Apartman tarzı çok katlı yapılar, Osmanlılarda 19. yüzyılda İstanbul’da görülmeye başlamıştır. Osmanlı’da apartman tarzı yapıların inşa edilmesi, Batılılaşma hareketlerinin bir parçasıdır. 1950’li yıllardan sonra kırdan kente yönelen göçlerle birlikte kentte yaşayan kişilerin sayısının hızla artması ve kente göçlerle gelen kişilerin konut ihtiyaçlarının da oransal olarak yükselmesiyle birlikte apartman tarzı yapılaşma artmıştır.
Apartman, farklı bireylere ve ailelere bir arada yaşama imkanı sunan bir konut modeli olarak bağımsız az katlı tek aile konutundan farklıdır. Apartmanlar; ortak yaşam kuralları, standartları ve alışkanlıkları ile yeni bir konut kültürünü oluşturmuştur. Ortak yaşamda hiçbir şey eski bağımsız konutta olduğu gibi değildir. Tüm eski alışkanlıkların değişmesi gerekir. Eski bağımsız konutta daha özgür olan, istediği her şeyi yapabilen birey, apartmanda, ortak yaşam nedeniyle daha dikkatli olmak, diğer apartman sakinlerini rahatsız etmemek durumundadır.
Kentte gerek Batılılaşma hareketleri gerek demografik süreçler nedeniyle apartmanların sayısının artmasıyla birlikte mülkiyet durumu ile ilgili hukuki sorunlar da ciddi bir boyuta ulaşmıştır. Çok katlı yapılarda ortaya çıkan kat mülkiyeti sistemini hukuki çerçeveye oturtabilmek amacıyla 23.06.1965 tarihli ve 634 sayılı Kat Mülkiyeti Kanunu çıkarılmıştır. Kat Mülkiyeti Kanunu, belli bir parsel üzerinde yapılmış birden çok bağımsız bölümü kapsayan tek bir yapı düşünülerek hazırlanmış ve günün ihtiyaçlarına sunulmuştur. Tek parsel üzerinde bir yapının olması ile ilgili Kat Mülkiyeti Kanunu’yla getirilen düzenleme, nüfus artışının hızlı bir biçimde devam etmesi, kırsal kesimden şehirlere yönelik göçün hızla artması, şehir nüfusunun çok kısa sürede büyük artışlar kaydetmesi gibi nedenlerle zamanla yetersiz kalmış ve bir parsel üzerinde birden fazla yapının inşa edilmesi ihtiyacı baş göstermiştir. 14.11.2007 tarih ve 5711 sayılı Kanunla, 634 sayılı Kat Mülkiyeti Kanunu’nda 21 madde değiştirilmiş ve yeni bir bölüm kanuna eklenmiştir. Getirilen yeniliklerin içerisinde en önemlileri toplu yapılara ilişkin (sitelere) olanlardır. Eklenen yeni maddelerle toplu yapı kavramı getirilerek, toplu yapılar hakkında özel hükümler getirilmiştir.

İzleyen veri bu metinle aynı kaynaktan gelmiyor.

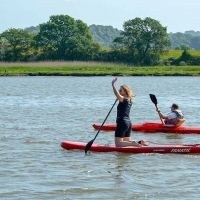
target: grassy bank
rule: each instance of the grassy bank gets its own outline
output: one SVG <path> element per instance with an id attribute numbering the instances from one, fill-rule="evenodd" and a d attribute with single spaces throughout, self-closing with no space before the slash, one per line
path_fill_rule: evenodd
<path id="1" fill-rule="evenodd" d="M 199 76 L 200 66 L 134 67 L 97 62 L 0 63 L 0 76 Z"/>

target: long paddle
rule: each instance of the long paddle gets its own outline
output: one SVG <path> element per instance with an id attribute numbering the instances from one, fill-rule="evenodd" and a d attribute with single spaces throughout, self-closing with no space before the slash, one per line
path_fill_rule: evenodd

Türkiye’de kentlerde yaşayan kişilerin her geçen gün artmasıyla birlikte, kentlerde yaşayan kişilerin barınma, çalışma gereksinimleri için inşa edilen yapıların sayısı da artmaktadır. Kentsel toprakların sınırlı olması ve kentlerdeki nüfusun fazla olması nedeniyle söz konusu yapıların dikey şekilde inşa edilmesi artık bir zorunluluk hâline gelmiştir. Bu yapılarda toplu olarak yaşama, çalışmanın beraberinde getirdiği hukuki problemlerin çözülmesi ve huzurlu yaşam alanlarının sağlanması amacıyla Kat Mülkiyeti Kanunu, günün ihtiyaçları doğrultusunda güncellenmektedir.